Ingredients (for 4-6 persons)

  • 1 kg lamb roll roast in a net
  • 1 tbsp rosemary, finely chopped
  • 1 clove of garlic, finely chopped
  • 2-3 tbsp olive oil
  • 1 carrot, peeled, sliced
  • 1 leek, trimmed and cut into rings
  • 1 piece of celeriac, peeled and cut into cubes
  • 3 tablespoons frying oil
  • 700 ml hot vegetable or lamb stock 
  • 200 ml dry white wine
  • 200 ml cream

In addition:

  • Salt, pepper from the mill

Pat the meat dry. Rub with salt and pepper.

Mix the rosemary with the garlic and oil and brush over the roast.

Wrap in cling film or place in a freezer bag and leave to rest in the fridge for at least an hour, or preferably overnight.

Insert the rotisserie with the drip tray into the Merklinger.

Remove the lamb roll roast from the fridge and heat the Merklinger to approx. 200°-220°C. Push the fire all the way to the back.

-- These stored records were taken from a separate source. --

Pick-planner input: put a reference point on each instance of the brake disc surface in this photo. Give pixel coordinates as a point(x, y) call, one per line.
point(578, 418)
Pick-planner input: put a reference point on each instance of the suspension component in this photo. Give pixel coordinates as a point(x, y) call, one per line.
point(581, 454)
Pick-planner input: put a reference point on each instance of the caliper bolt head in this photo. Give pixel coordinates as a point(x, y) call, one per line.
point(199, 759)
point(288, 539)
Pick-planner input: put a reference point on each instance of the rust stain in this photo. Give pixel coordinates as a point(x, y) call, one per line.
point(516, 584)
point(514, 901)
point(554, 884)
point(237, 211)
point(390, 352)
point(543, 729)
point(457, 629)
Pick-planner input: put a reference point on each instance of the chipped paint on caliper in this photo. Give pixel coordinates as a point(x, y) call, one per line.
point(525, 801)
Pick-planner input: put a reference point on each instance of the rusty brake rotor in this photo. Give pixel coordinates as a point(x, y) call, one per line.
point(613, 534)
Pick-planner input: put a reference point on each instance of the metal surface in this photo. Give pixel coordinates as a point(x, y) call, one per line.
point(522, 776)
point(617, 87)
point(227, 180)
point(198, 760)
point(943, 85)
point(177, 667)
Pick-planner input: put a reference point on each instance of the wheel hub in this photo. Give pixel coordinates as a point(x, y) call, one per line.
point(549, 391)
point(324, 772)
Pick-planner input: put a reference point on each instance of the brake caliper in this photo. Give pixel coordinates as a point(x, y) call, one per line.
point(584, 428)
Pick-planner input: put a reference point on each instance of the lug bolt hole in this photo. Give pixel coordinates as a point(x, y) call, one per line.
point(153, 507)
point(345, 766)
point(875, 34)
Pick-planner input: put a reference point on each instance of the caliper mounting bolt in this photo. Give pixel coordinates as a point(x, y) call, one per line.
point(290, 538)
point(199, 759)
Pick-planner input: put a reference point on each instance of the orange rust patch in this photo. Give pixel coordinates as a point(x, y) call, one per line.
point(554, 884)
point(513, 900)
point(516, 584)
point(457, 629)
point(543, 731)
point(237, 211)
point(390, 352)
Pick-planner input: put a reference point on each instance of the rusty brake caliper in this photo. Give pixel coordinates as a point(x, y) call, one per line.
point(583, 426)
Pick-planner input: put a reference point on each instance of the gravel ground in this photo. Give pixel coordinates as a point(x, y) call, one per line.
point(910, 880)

Season the carrots, celery and leek with salt and pepper and mix with the frying oil.

Place the roast in the middle of the rotisserie spit and secure it on both sides with the stainless steel clamps. Insert the spit into the rotisserie, start the engine and off you go!

Sauté the vegetables in the drip pan.
Pour in some hot stock and simmer.

Baste the roast again and again with white wine and stock.

To maintain the temperature, occasionally add one or two logs to the back.

Grill the lamb roll roast for approx. 1 hour to a core temperature of approx. 65°C (depending on taste). Remove from the spit and keep warm.

For the sauce:
Pour the gravy through a sieve into a pan. Add the juices from the resting meat to the gravy and simmer. Pour in the cream, bring to the boil briefly and season the gravy with salt and pepper.

Cut the meat into slices and serve with the sauce.


Tip:
Lamb and lavender go wonderfully well together.
For a summery touch, you can refine the marinade with 1-2 tablespoons of fresh lavender flowers (or alternatively 1 teaspoon of dried lavender flowers).